Of course, there's more than one kind of sunscreen out there. The most basic ones just block UV-B rays and keep you from getting burned. Sunscreens with oxybenzone, avobenzone or mexoryl in them also stop UVA rays -- the same rays as black light. UVA rays can age your skin and give you wrinkles early. Just make sure you know your chemicals. Some ingredients in regular sunscreen can hurt frogs and fish when they get into the water, or give some people an allergic reaction. If you want to avoid these chemicals, try a sunblock instead. Sunblock has tiny particles of zinc oxide or titanium dioxide in it, and blocks both UVA and UVB rays. The downsides are that sunblock costs a lot more and can be a real pain to put on.
Putting It On
Even if you get the highest SPF sunscreen out there, you have to put it on more than once. The American Academy of Dermatology says to put on sunscreen 30 minutes before you go outside, to give it time to work. Smear on some more every two hours, even if you're using the kind that doesn't wash off in water. If you get in the pool or get all sweaty, put on new sunscreen right afterward. Make sure you use plenty of sunscreen at once and get it on in an even layer, but don't get that stuff near your eyes. Stick to a pair of sunglasses with UV protection, instead.

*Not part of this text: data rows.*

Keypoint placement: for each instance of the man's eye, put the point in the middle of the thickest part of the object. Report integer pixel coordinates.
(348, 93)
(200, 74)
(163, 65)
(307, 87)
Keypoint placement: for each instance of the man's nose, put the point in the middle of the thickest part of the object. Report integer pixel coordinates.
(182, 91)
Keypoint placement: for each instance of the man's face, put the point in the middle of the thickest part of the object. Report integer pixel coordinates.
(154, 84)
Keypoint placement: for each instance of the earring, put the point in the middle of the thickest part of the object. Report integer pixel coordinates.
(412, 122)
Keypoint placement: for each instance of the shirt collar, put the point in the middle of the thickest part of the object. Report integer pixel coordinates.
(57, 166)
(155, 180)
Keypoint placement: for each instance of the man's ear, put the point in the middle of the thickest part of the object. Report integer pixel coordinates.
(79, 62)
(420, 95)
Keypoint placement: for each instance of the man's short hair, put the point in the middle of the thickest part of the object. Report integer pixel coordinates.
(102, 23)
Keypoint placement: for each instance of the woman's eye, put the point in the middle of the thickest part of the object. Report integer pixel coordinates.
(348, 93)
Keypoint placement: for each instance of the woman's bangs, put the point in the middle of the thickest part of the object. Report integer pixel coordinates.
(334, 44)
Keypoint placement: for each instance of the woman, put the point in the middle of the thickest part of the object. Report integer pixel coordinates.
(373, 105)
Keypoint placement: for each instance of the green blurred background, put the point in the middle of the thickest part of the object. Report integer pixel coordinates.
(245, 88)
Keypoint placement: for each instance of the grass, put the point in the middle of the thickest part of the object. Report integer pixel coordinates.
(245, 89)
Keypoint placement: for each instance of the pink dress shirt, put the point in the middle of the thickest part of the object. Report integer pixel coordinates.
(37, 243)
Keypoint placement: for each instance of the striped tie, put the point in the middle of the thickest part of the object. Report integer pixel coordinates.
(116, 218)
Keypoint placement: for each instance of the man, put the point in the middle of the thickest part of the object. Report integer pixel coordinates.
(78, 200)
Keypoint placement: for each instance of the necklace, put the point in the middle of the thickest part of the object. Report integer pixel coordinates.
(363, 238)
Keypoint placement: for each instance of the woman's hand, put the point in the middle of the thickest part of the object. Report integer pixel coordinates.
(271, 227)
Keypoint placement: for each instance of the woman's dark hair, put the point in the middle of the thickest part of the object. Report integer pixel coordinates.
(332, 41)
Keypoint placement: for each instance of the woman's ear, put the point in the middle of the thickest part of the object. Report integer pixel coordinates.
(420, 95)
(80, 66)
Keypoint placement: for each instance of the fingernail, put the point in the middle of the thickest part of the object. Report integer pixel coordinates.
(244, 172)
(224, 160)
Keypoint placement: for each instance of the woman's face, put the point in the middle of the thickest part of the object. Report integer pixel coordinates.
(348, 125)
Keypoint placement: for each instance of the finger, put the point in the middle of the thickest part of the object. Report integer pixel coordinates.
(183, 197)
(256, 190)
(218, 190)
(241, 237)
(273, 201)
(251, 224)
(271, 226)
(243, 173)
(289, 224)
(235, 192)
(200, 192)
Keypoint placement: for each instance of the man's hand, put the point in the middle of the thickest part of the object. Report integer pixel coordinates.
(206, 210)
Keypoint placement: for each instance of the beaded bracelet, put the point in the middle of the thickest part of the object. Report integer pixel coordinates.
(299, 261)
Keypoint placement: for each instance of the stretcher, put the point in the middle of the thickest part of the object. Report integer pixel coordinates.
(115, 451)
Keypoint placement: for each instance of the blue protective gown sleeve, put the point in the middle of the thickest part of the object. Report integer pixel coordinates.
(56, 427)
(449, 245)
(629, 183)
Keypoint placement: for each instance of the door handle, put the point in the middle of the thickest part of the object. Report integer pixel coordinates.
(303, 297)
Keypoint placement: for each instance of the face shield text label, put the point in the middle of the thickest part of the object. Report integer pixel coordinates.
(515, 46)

You might think it's smart to buy the highest SPF sunscreen they make, but that's not such a great idea. Nobody wants to get exposed to more chemicals than they have to. Plus, high-SPF products are pricey. Stick to the lowest SPF you can use without getting a burn. Of course, if you or somebody in your family has had skin cancer, or if you already have sun sensitivity, you're going to need a stronger product. Don't forget that little kids need more sunscreen than adults. Just don't put any on the babies -- they need to wear a cover-up or just to play in the shade, since sunscreen can be bad for their health.